Reply to thread

We will make our kids pay for luxuries, unless it's birthday or Christmas, but we always allowed a certain amount per year for shoes and clothes. It was enough for necessities. We allowed one pair of shoes, chosen for school wear. Where possible we would make sure those shoes were dual purpose - sneakers were permitted for everyday wear, as long as they were completely black. Sometimes that meant colouring in the white or coloured bits with a black felt pen.


easy child 2/difficult child 2 has a favourite pair of shoes - they used to be her sister's old tap shoes. We took the taps off, painted the shoes black and she wore them to school for years until school finished. Now she wears those shoes to work.
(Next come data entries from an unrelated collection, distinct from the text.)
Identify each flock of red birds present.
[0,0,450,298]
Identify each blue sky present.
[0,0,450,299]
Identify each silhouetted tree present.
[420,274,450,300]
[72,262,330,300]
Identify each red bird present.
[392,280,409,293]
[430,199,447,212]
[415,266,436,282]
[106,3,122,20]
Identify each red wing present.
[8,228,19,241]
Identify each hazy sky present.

She also has a pair of sneakers which she can wear to work, but the old tap shoes feel best for her. She DOES have dressy shoes which she bought herself - they are fabulous but impractical - but she has been wearing this same pair of shoes for at least six years. Every so often we glue new soles on.

We noticed a couple of days ago that the side is breaking out of these shoes - they have finally worn too much. It will cost almost A$100 to get another pair, but I think that will be worth it. We have an old pair of boy's tap shoes we might swap with a dance teacher, for an old pair of girl's tap shoes (without the taps). Should be a fair exchange...
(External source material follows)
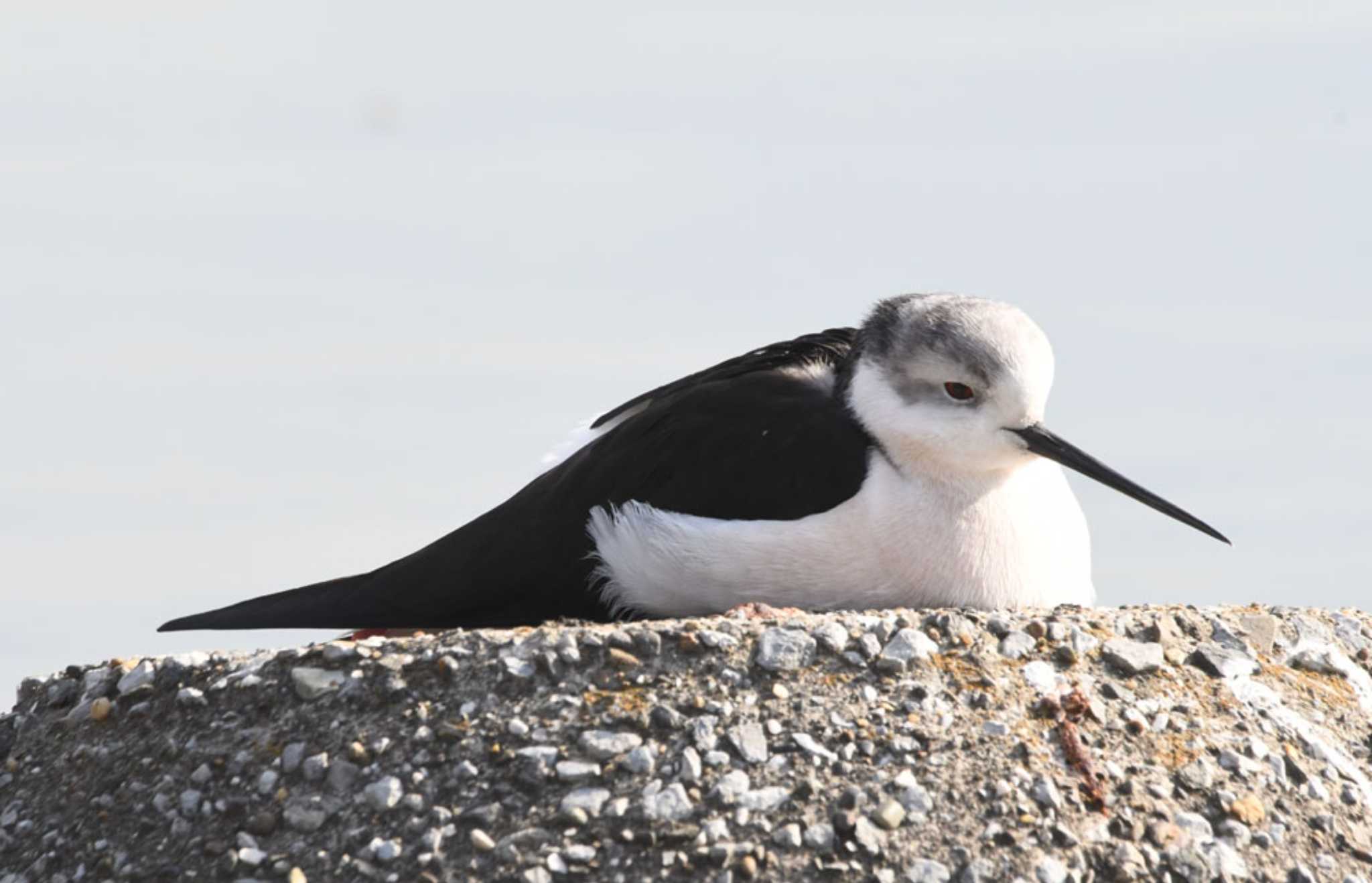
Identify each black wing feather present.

Perhaps it's having a household full of Aspies & Aspie-like mentality, but we managed to get by with the practical basics. The girls would want a small amount of "pretty stuff" but I could count on them to not wear out their clothes too fast; while the boys needed clothes patched and STILL needed new clothes more often than the girls, purely from wear. difficult child 1's school uniform was grey flannel trousers (very impractical for six year old boys) and I remember he would come home from school on the first day of having worn his new trousers, and he had worn through the knees already. I sewed on grey vinyl patches, then later more vinyl patches, until the fabric was so badly worn it would take no more patches.
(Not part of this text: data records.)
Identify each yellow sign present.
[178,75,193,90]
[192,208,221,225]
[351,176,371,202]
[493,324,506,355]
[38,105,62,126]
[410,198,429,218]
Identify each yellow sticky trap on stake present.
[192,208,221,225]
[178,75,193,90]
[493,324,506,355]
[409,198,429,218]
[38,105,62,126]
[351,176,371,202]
difficult child 3 would chew his shirts and pull off buttons so I sewed tape inside the shirt and attached the buttons to that. I even reinforced his pockets with tape sewn on the inside of the shirt.


We lived for the op-shop. I don't think our budget would have survived their childhood if it hadn't been for the wonderful world of Second Hand.


The trouble with making my boys do chores for all the clothes they ruined - they would ruin clothes just doing the chores!